StephenVance 270I've heard a lot of people discussing and speculating about the tragedy that took place on the 7th Line last weekend. Issues such as this can be complex and emotions can drive conversations.

There is much we don't know as yet about what took place sometime after 1 a.m. on Saturday, July 28. What we do know is that a cyclist is dead and a man has been charged with operation of a motor vehicle while impaired causing death.

So there are many questions on people's minds.

Why was someone cycling on a dark, unlit rural road at one in the morning? Did the bicycle have working lights? Was the cyclist wearing bright clothing? The police report that they charged a man with operating a motor vehicle while impaired, but we don't yet have any specifics. Impaired by what? By how much?

As you can see, there are many questions left to be answered which is why it is important to not jump to conclusions too quickly.

News of any vehicle-related tragedy said to involve alcohol stirs many emotions, for many reasons. In my own life I have experienced the impact of alcohol and vehicles twice. Nearly 30 years ago my then wife was hit head-on by an impaired driver (who was also driving a vehicle he had just stolen). Our car was written off, but thankfully my wife only needed some minor patching up at the hospital. A few years later my father went to prison after he crashed his car while impaired, leaving his life-long best friend who was in the car with him paralyzed for the rest of his life.

On all sides of these sorts of tragedies, lives are altered, sometimes shattered, and the impact reaches well beyond the immediately involved parties.

One thing we can be fairly certain of is that nobody involved in the tragedy last weekend planned to be, or wanted to be. The cyclist no doubt would prefer to still be with us, and the driver who has been charged certainly had no plans to be involved in anything like what took place on July 28.

The families of all involved are also impacted in a major way. Lives are forever changed.

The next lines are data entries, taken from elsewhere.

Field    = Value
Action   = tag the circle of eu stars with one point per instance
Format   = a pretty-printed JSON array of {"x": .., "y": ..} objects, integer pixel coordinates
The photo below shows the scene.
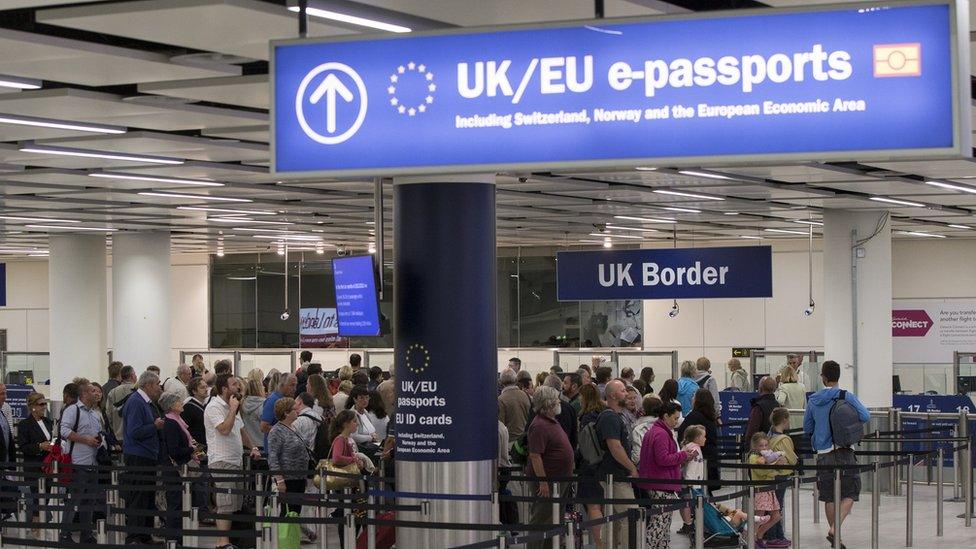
[
  {"x": 429, "y": 85},
  {"x": 417, "y": 358}
]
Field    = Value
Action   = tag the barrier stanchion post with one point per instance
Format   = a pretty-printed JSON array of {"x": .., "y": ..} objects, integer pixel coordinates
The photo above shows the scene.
[
  {"x": 795, "y": 510},
  {"x": 750, "y": 518},
  {"x": 555, "y": 513},
  {"x": 609, "y": 530},
  {"x": 700, "y": 520},
  {"x": 837, "y": 509},
  {"x": 909, "y": 504},
  {"x": 875, "y": 504},
  {"x": 349, "y": 525},
  {"x": 938, "y": 494}
]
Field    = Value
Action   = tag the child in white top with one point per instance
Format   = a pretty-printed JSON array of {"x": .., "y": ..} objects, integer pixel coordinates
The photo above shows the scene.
[{"x": 694, "y": 469}]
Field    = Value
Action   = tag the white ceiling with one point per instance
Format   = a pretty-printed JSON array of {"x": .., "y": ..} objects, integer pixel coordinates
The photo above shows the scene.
[{"x": 126, "y": 63}]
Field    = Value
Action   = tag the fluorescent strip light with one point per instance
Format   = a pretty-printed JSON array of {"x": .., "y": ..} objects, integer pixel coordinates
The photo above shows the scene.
[
  {"x": 919, "y": 233},
  {"x": 57, "y": 227},
  {"x": 177, "y": 180},
  {"x": 619, "y": 228},
  {"x": 645, "y": 219},
  {"x": 224, "y": 210},
  {"x": 689, "y": 195},
  {"x": 66, "y": 151},
  {"x": 703, "y": 174},
  {"x": 243, "y": 220},
  {"x": 19, "y": 83},
  {"x": 59, "y": 124},
  {"x": 289, "y": 237},
  {"x": 196, "y": 197},
  {"x": 617, "y": 236},
  {"x": 37, "y": 219},
  {"x": 951, "y": 186},
  {"x": 895, "y": 201},
  {"x": 352, "y": 19}
]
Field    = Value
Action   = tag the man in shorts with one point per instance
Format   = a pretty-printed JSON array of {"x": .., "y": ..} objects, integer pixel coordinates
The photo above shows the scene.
[
  {"x": 816, "y": 425},
  {"x": 226, "y": 439}
]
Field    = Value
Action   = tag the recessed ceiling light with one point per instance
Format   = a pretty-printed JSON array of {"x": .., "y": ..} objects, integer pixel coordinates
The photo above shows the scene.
[
  {"x": 920, "y": 233},
  {"x": 645, "y": 219},
  {"x": 38, "y": 219},
  {"x": 288, "y": 237},
  {"x": 177, "y": 180},
  {"x": 703, "y": 174},
  {"x": 617, "y": 236},
  {"x": 247, "y": 221},
  {"x": 619, "y": 228},
  {"x": 225, "y": 210},
  {"x": 196, "y": 197},
  {"x": 67, "y": 151},
  {"x": 689, "y": 195},
  {"x": 59, "y": 124},
  {"x": 950, "y": 186},
  {"x": 352, "y": 19},
  {"x": 896, "y": 201},
  {"x": 73, "y": 228}
]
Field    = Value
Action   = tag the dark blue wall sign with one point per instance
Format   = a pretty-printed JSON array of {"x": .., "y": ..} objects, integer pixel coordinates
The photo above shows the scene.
[
  {"x": 357, "y": 306},
  {"x": 858, "y": 82},
  {"x": 952, "y": 404},
  {"x": 666, "y": 273},
  {"x": 736, "y": 406},
  {"x": 444, "y": 303}
]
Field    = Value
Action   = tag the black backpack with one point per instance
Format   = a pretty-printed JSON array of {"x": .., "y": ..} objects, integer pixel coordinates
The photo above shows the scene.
[{"x": 846, "y": 427}]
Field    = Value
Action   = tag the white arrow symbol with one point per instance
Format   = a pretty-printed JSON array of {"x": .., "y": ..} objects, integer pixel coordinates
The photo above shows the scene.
[{"x": 329, "y": 87}]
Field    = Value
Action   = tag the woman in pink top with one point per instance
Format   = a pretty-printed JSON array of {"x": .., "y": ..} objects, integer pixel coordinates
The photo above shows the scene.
[
  {"x": 344, "y": 425},
  {"x": 660, "y": 458}
]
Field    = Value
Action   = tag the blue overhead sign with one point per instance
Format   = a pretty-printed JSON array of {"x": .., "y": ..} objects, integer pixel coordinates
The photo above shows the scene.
[
  {"x": 864, "y": 82},
  {"x": 679, "y": 273}
]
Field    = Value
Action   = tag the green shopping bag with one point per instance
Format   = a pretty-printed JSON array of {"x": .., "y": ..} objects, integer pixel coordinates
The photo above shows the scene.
[{"x": 289, "y": 534}]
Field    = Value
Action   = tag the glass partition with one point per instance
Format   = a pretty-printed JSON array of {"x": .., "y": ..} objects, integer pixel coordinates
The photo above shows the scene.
[
  {"x": 769, "y": 363},
  {"x": 21, "y": 368}
]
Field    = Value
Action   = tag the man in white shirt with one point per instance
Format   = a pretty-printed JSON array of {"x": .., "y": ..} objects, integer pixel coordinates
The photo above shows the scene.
[{"x": 226, "y": 440}]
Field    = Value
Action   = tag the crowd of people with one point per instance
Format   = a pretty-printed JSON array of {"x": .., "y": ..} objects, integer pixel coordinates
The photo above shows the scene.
[
  {"x": 601, "y": 430},
  {"x": 605, "y": 431}
]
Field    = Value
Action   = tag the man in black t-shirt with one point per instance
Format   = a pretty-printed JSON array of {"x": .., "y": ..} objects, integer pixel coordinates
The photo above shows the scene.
[{"x": 615, "y": 439}]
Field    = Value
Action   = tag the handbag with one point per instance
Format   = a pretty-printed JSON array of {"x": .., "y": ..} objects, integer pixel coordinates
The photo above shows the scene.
[{"x": 333, "y": 482}]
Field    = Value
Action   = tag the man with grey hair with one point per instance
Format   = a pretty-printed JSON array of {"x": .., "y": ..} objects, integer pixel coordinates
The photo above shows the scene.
[
  {"x": 141, "y": 448},
  {"x": 550, "y": 455},
  {"x": 178, "y": 384},
  {"x": 287, "y": 385},
  {"x": 513, "y": 406}
]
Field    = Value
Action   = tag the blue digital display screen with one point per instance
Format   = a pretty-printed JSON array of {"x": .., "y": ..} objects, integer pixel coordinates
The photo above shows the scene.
[
  {"x": 357, "y": 303},
  {"x": 855, "y": 83}
]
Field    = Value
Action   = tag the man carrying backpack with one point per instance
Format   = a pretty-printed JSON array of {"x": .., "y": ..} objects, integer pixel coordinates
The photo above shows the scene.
[{"x": 834, "y": 421}]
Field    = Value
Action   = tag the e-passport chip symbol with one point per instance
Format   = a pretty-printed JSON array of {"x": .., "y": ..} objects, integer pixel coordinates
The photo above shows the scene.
[{"x": 897, "y": 60}]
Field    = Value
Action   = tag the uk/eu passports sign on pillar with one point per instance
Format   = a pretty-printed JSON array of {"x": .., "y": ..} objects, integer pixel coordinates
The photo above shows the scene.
[{"x": 869, "y": 81}]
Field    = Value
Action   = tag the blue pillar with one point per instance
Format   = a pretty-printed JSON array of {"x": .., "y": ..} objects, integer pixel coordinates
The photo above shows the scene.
[{"x": 446, "y": 358}]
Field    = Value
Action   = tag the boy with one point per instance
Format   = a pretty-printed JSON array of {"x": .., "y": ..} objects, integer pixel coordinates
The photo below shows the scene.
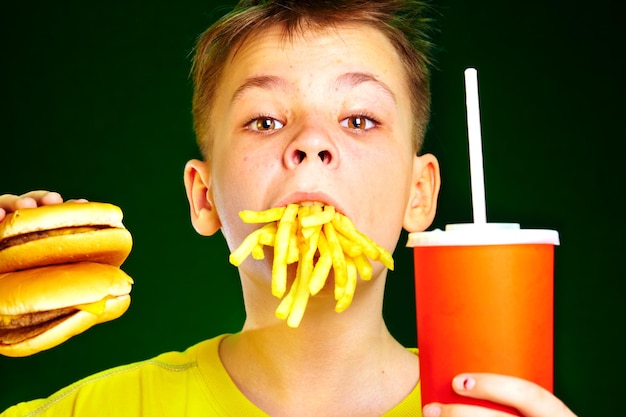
[{"x": 301, "y": 101}]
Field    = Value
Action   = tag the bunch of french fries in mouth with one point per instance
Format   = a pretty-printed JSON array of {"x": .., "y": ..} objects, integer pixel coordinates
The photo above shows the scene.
[{"x": 319, "y": 239}]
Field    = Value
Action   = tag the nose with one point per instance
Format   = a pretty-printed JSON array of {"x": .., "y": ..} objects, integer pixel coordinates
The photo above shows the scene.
[{"x": 311, "y": 145}]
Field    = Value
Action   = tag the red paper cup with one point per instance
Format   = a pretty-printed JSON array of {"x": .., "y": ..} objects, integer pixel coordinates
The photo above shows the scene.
[{"x": 484, "y": 299}]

In time, more details will become known and judgments will be made, but it is far too early for judgments as yet simply because of all we do not yet know.

What we can hope for is that our justice system can fairly and appropriately sift through the facts and determine what should happen next. That isn't ours to decide, it is in the hands of the courts, as it should be.

No matter what we learn in the weeks and months to come, the fact is that this is a tragedy for all concerned, and for the community itself, and over time everyone impacted will need to heal.

All of that said, if this tragedy can serve any positive purpose it might be that we should all be cautious when on our roads, whether as pedestrians, cyclists, or motorists, and we should all take a moment to reflect on how quickly any of our lives can be altered or ended. So – consider every moment precious.